What clutter and minimalism have in common
- Inbar Lee Hyams

- May 3
- 3 min read
Updated: May 5

I tend to keep my kitchen at exactly enough. Not out of austerity, more like a point of pride. One kilo of rice in the cupboard at a time. A fruit bowl that never quite overflows. And if the plates and cups are a hodgepodge of hand-me-downs and market finds, honestly, they look great together. I've turned making do into an art form. Why would I need anything more when I can make this work? It's also more ecological.
In a world drowning in stuff, making do felt like the right answer. And it was, mostly. Lately though, I've been feeling the cost of it.
A space calibrated to just-enough teaches your nervous system that just-enough is all there is — and I started to realize I wasn't actually enjoying what I had. I was just managing it. Clutter gets you to the same place, just via a different route.
This week's parasha, Behar-Bechukotai (Leviticus 25-26), commands the Israelites to let the land lie completely fallow every seventh year, no planting, no harvesting, no producing. And then, right inside the commandment, the Torah asks the question it knows is coming: "And if you shall say: what will we eat in the seventh year?" (Lev. 25:20) The farmer isn't greedy. He's responsible. But responsible calculation held too tightly is still a grip, and the Torah meets him exactly there and asks him to go one step further, not to let go, but to trust. "I will command My blessing upon you in the sixth year, and it shall bring forth produce for three years."
The pause makes space to receive and actually enjoy the blessing. And we can practice that in our homes too, not just in the fields.
THE FENG SHUI PRINCIPLE: CLUTTER VS. ABUNDANCE
Receiving from a place of abundance looks like this: things come in, they're noticed, appreciated, enjoyed, and what no longer serves us is released. Not hoarded, not rushed past. Actually experienced.
Clutter blocks that, not because there's too much, but because without releasing there's no space to enjoy what's there. Just-enough blocks it too, from the other direction, when everything is tuned so tightly there's nothing to give from.
Both come from the same place: not trusting that letting go is safe, that more will come, that abundance can be morally responsible. Often all three at once.
I have windchimes on my balcony outside the living room door. Not as décor, but as a daily reminder. Every time the wind moves through them and makes a sound, the message is the same — what my teacher Amanda Gibby Peters calls replenishment without diminishment: there is more where this came from.
The 7-Day Experiment

You don't need a full week for this. Just three moves, in whatever order feels right.
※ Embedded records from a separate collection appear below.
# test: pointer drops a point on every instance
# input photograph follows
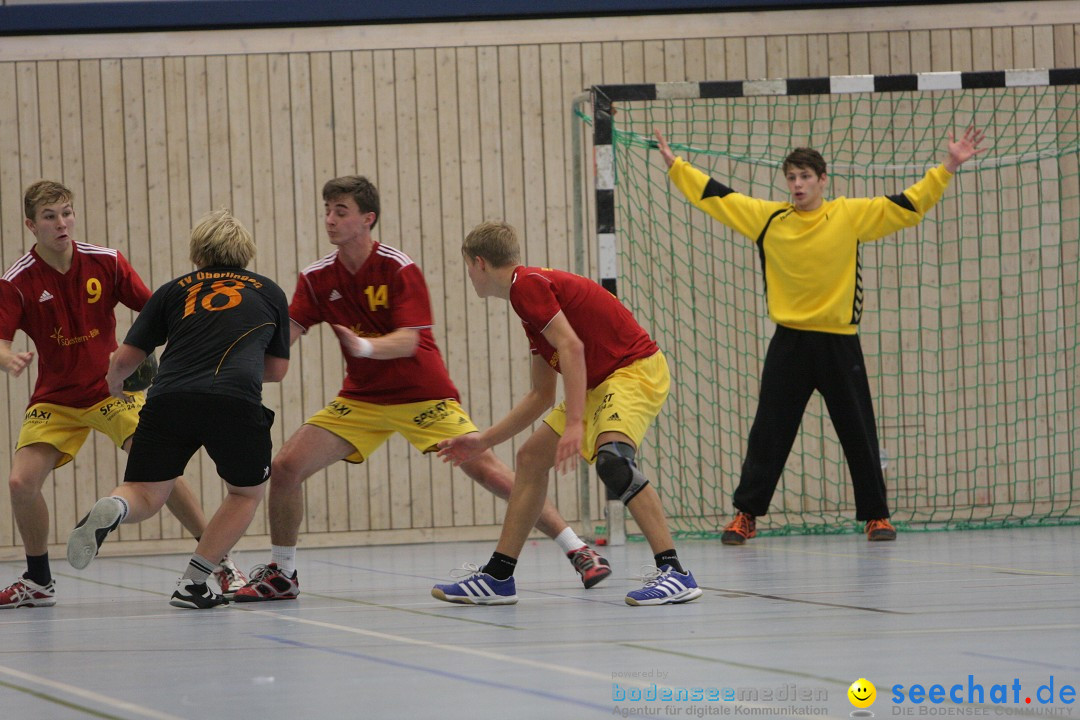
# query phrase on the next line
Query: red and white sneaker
(268, 583)
(25, 593)
(590, 565)
(229, 578)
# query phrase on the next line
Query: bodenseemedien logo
(975, 697)
(861, 694)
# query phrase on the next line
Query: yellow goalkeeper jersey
(811, 259)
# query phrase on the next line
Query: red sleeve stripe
(394, 254)
(19, 266)
(95, 249)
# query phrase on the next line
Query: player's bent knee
(615, 464)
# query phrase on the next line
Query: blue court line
(444, 580)
(1053, 666)
(606, 709)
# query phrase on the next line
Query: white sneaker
(92, 530)
(229, 578)
(25, 593)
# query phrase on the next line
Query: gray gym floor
(785, 625)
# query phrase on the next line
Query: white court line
(439, 646)
(90, 695)
(577, 673)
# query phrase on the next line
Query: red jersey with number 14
(611, 337)
(70, 318)
(387, 293)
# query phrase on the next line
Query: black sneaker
(92, 530)
(196, 596)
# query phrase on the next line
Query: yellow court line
(88, 694)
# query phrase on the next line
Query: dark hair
(806, 158)
(356, 187)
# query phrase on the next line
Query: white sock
(284, 557)
(569, 541)
(199, 569)
(123, 506)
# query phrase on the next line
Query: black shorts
(173, 426)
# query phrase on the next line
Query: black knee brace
(615, 464)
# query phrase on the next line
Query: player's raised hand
(462, 448)
(665, 150)
(17, 362)
(963, 149)
(351, 342)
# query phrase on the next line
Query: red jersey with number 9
(387, 293)
(70, 318)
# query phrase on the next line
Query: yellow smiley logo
(862, 693)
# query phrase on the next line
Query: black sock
(37, 569)
(500, 566)
(669, 557)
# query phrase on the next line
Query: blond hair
(496, 242)
(41, 193)
(218, 239)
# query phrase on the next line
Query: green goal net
(970, 327)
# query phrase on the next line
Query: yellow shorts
(366, 425)
(66, 429)
(628, 403)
Notice one place in your home where the grip shows up — a shelf that's accumulating, a corner that's been waiting, a cupboard tuned so tightly there's nothing spare in it.
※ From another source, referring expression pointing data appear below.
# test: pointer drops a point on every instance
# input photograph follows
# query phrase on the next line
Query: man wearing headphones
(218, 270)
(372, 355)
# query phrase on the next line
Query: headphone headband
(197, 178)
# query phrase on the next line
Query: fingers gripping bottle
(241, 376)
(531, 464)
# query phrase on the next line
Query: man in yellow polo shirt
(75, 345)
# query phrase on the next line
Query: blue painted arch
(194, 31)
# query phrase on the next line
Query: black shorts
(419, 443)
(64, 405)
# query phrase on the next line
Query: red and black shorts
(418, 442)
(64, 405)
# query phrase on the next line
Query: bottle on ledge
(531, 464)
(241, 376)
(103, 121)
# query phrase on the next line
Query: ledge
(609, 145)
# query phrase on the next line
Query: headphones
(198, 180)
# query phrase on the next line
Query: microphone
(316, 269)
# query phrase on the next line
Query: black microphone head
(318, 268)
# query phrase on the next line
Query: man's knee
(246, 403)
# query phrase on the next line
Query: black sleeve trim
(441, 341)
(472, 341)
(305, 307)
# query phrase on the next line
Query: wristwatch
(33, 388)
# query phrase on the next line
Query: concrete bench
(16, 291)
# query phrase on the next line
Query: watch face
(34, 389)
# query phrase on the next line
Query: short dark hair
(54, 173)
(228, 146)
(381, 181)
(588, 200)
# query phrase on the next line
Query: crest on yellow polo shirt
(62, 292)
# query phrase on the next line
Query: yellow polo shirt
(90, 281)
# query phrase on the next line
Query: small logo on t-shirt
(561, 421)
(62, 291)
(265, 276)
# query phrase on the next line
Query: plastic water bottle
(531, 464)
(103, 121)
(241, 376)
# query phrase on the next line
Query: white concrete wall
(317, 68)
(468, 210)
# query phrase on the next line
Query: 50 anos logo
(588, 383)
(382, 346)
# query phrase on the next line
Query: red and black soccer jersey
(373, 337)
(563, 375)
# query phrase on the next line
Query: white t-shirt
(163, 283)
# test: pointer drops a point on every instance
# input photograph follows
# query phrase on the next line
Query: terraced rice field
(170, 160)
Then restock something before it runs out. The olive oil, the hand cream, the coffee. Not because you've run out, because there is more where this came from, and your home should feel that way.
Then take five minutes to actually enjoy something you already have. The good dishes, the fancy soap you've been saving, the candle you've been waiting for a special occasion to light. Not as a reward. As a practice.
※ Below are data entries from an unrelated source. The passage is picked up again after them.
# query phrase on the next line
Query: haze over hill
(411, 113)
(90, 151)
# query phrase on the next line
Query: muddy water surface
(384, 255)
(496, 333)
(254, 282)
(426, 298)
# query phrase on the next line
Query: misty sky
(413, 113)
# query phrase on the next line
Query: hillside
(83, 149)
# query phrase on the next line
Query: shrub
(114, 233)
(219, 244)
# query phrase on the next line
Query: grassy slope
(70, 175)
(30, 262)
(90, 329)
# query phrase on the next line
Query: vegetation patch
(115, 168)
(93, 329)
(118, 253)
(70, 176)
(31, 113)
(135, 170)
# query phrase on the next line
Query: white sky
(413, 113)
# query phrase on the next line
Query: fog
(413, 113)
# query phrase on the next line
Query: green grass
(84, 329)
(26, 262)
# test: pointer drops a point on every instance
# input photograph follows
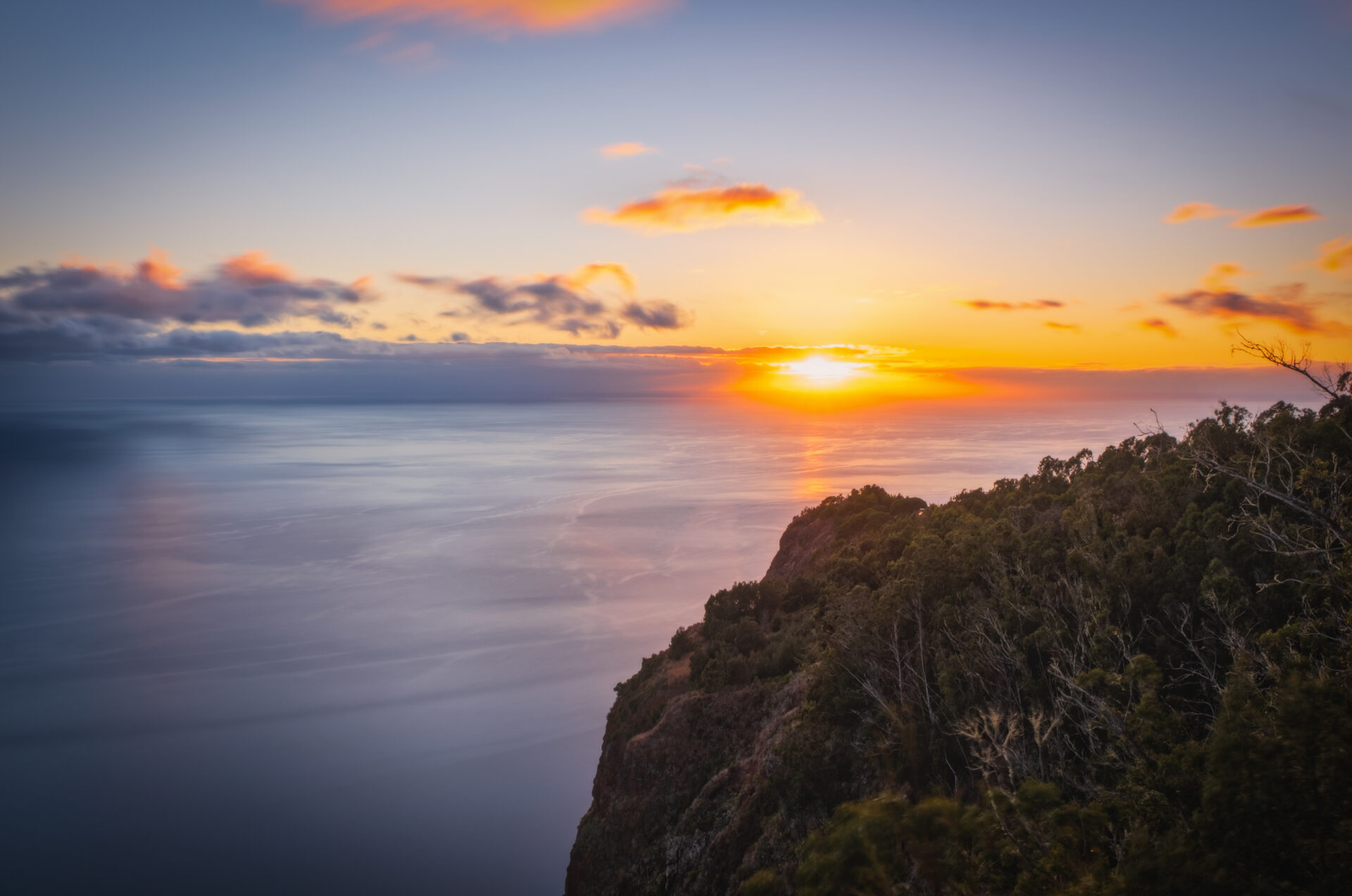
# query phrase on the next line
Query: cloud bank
(89, 310)
(565, 303)
(1286, 308)
(687, 208)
Finally, release one thing that no longer serves you. Not the hardest thing, just one. Give it, pass it on, let it go. Notice what changed in the space. And in you.

Closing Insight
This week is a double parasha — Behar and Bechukotai. Behar asks us to trust the cycle. Bechukotai, in Rabbi Jonathan Sacks's reading, reminds us that when we search for meaning, we find strength, fulfillment and peace. The two go together: trust makes space to receive, and meaning is what tells us what's worth receiving.
Make space for the version of yourself that is fully present to enjoy what arrives.